Odd numbers like to hangout with odd numbers. Even numbers like to hangout with even numbers.
A spot is an insertion between two numbers in a list. Given a list of n integers in length, there are n-1 spots available.
For instance:
[3, 4, 9, 10, 1] # List of 5 digits can also be thought of as...
[3, __ , 4, __ , 9, __, 10, __, 1] # ...a list of 4 spots.
After a number is newly inserted into a spot, it's left neighbor is the number directly to the left of it and it's right neighbor is the number directly to the right of it.
For instance:
[3, 6, 4, 9, 10, 1] # Left neighbor of 6 is 3, right neighbor of 6 is 4.

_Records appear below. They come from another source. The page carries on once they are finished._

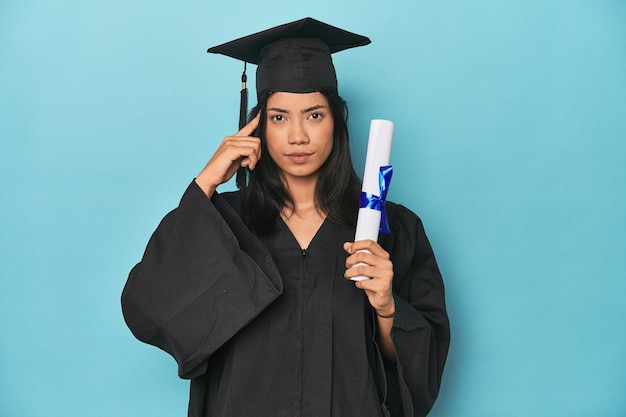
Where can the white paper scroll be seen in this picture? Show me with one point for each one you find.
(378, 154)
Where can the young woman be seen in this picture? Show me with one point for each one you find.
(250, 291)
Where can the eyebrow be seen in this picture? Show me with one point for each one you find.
(309, 109)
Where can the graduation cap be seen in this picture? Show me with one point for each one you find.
(294, 57)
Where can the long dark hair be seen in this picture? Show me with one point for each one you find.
(337, 190)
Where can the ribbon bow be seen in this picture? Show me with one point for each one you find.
(376, 202)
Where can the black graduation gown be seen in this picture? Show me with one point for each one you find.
(264, 328)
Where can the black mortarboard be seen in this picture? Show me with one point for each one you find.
(294, 57)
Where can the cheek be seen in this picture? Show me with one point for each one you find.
(271, 141)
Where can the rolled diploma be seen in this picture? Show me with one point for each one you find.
(378, 155)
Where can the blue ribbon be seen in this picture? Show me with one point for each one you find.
(375, 202)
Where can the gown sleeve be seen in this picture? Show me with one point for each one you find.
(421, 330)
(202, 278)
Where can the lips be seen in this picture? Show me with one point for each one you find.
(299, 157)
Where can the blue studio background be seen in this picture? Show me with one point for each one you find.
(509, 143)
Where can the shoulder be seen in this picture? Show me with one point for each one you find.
(233, 198)
(399, 215)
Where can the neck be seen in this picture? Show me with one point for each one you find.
(302, 192)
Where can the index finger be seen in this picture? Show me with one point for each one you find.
(248, 129)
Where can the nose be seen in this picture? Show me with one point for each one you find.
(297, 134)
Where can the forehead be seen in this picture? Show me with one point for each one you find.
(296, 101)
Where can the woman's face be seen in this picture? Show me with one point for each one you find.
(299, 133)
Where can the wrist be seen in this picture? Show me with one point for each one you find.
(386, 312)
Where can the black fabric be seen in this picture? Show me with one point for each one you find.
(294, 57)
(264, 328)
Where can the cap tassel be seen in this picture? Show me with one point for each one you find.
(242, 173)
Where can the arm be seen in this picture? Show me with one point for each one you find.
(421, 332)
(202, 278)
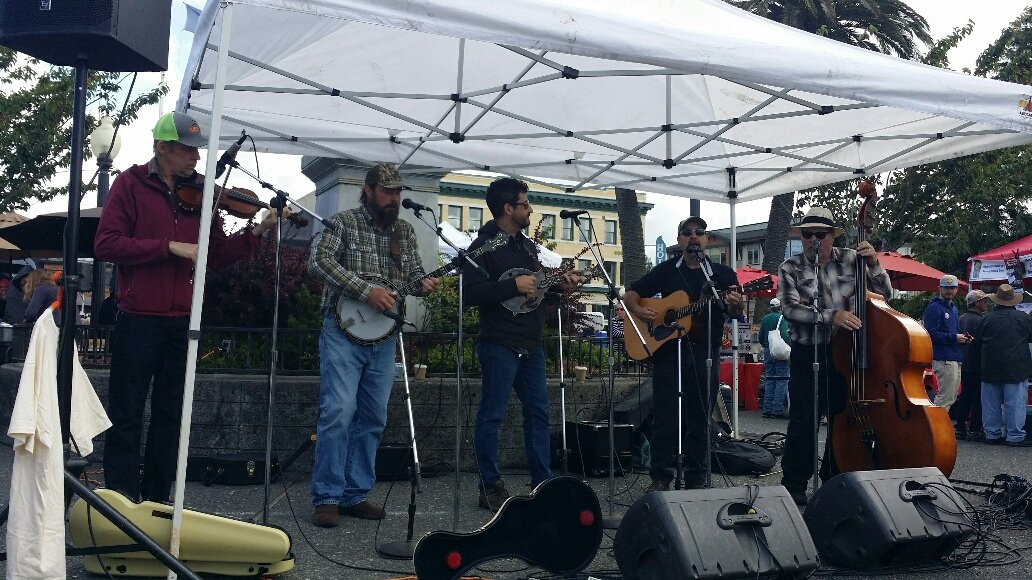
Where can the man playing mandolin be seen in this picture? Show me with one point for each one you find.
(356, 380)
(837, 304)
(685, 272)
(154, 242)
(509, 345)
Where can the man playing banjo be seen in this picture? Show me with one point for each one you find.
(356, 379)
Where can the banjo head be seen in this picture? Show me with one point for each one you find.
(362, 323)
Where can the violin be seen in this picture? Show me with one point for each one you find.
(238, 202)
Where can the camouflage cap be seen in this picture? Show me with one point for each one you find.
(384, 174)
(180, 127)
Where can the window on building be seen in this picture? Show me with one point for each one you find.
(610, 232)
(455, 216)
(548, 227)
(476, 218)
(568, 229)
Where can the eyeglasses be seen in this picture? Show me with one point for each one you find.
(817, 234)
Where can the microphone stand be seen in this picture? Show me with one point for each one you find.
(405, 550)
(461, 262)
(817, 321)
(278, 203)
(565, 452)
(708, 414)
(611, 521)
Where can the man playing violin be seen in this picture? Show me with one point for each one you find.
(699, 392)
(356, 380)
(153, 242)
(509, 345)
(837, 304)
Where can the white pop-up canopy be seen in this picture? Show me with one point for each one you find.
(685, 97)
(656, 95)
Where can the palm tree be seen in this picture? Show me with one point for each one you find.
(884, 26)
(632, 236)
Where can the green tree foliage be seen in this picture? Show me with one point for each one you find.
(35, 123)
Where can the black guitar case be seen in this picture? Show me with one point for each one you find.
(557, 527)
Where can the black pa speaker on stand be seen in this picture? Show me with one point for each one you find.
(873, 519)
(115, 35)
(749, 532)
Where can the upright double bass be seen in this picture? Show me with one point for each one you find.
(888, 421)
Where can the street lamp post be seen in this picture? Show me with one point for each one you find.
(104, 142)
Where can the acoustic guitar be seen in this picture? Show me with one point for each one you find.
(678, 309)
(365, 325)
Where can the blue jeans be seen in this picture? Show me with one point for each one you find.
(775, 383)
(354, 386)
(505, 369)
(1003, 410)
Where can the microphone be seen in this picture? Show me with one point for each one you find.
(230, 156)
(410, 204)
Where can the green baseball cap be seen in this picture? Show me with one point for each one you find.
(180, 127)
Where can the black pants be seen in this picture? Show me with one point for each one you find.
(147, 350)
(797, 463)
(695, 413)
(967, 410)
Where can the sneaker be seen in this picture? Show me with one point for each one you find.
(364, 510)
(492, 495)
(657, 485)
(325, 516)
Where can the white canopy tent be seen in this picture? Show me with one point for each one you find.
(685, 97)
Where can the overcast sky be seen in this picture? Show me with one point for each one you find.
(283, 170)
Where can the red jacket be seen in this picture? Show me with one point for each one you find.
(138, 221)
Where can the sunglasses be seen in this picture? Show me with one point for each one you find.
(817, 234)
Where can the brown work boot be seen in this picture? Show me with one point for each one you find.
(491, 496)
(364, 510)
(657, 485)
(325, 516)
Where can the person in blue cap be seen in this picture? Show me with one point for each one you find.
(942, 322)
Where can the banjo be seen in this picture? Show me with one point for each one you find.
(365, 325)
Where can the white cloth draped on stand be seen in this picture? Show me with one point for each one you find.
(36, 521)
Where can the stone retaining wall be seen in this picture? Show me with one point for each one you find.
(230, 414)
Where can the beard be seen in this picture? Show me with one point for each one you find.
(385, 215)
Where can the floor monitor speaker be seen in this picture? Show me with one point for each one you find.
(749, 532)
(873, 519)
(115, 35)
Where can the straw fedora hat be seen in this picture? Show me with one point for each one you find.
(1005, 296)
(817, 218)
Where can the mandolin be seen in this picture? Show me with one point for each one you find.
(676, 308)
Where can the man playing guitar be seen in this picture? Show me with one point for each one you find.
(356, 380)
(509, 345)
(684, 272)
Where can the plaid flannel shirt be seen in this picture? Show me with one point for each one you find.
(838, 280)
(356, 249)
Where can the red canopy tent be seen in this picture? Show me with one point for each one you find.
(990, 266)
(908, 274)
(748, 274)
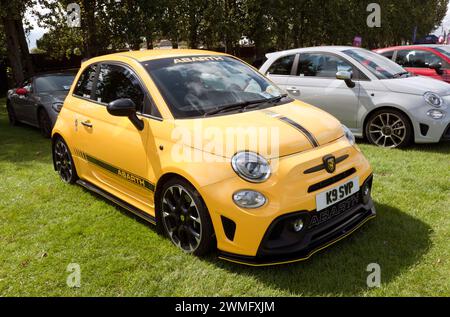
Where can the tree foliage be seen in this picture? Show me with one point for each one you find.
(270, 24)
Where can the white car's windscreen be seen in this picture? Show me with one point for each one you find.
(380, 66)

Odd numbers like having the following (left neighbor, right neighbor combinations): (odd, even), (even, odd), (odd, odd) .They dislike having both neighbors being even, or (even, even).
Similarly, even numbers like the following neighbor combinations: (even, odd), (odd, even), (even, even). They dislike having both neighbors being odd, or (odd, odd).
Given a list, calculate the number of liked spots.
available_spots([0, 4, 6, 8], 9) ➞ 0
# 9 likes NONE of the following spots: [0, __, 4], [4, __ , 6], [6, __, 8] b/c all of his neighbors are even.
available_spots([0, 4, 6, 8], 12) ➞ 3
# 12 likes ALL of the spots.
available_spots([4, 4, 4, 4, 5], 7) ➞ 1
# 7 dislikes every spot except the last one at: [4, __, 5].
available_spots([4, 4], 8) ➞ 1
N/A